Lesbian, gay, bisexual, and transgender (LGBT) persons in  Maldives face legal challenges not experienced by non-LGBT residents.

The Maldives law criminalises homosexuality and prescribes criminal penalties for same-sex sexual conduct and relationships. The Penal Code of the Maldives works with Islamic Shariah Law to punish any acts relating to homosexuality through prison sentences, fines, and lashings. Despite this, homosexuality is rarely prosecuted, but remains a social taboo where sexual orientation discrimination occurs frequently and those in the LGBT community are subject to hate crimes and other human rights violations.

LGBTQ tourists are considered to be "welcome" at most tourist islands, but tourist guides caution that many of the islands that are not open to tourists may be subject to Shariah Law.

Maldivian culture

Dhivehi language

The Dhivehi word for homosexuality is "".

Legality of same-sex sexual acts

Penal Code and Islamic Law

The Penal Code of the Maldives further criminalises homosexuality in several ways. Criminal sexual contact is defined under section 131 of the Maldives Penal Code and refers to the prohibition of sexual contact without any reason permitted under Islamic Law. Same-sex intercourse is illegal under Islamic Law. Same-sex sexual intercourse is explicitly named as an offense within section 411(2) of the Penal Code and is defined under section 411(f).
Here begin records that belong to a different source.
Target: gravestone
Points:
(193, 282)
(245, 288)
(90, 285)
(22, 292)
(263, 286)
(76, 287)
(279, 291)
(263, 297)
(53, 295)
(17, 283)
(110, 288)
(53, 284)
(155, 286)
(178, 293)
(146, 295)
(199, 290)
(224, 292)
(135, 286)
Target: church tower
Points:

Punishment and enforcement mechanisms
According to the International Lesbian, Gay, Bisexual, Trans and Intersex Association (ILGA) the Maldives Penal Code, prior to amendment in 2015, left matters concerning sexual conduct uncodified and to be regulated by Islamic Law, applicable to Muslims only. However, since the amended Penal Code came into effect the laws concerning LGBT rights have tightened.

Maximum penalties for homosexual acts prohibited under the Maldives Penal Code include; imprisonment of up to one year for unlawful marriage under s410(a)(8), imprisonment of up to eight years for criminal conduct under s411(a)(2) and 411(d) with allowance for a supplementary 100 lashes punishment under Islamic Sharia Law, and imprisonment for up to four years for unlawful sexual conduct under s412.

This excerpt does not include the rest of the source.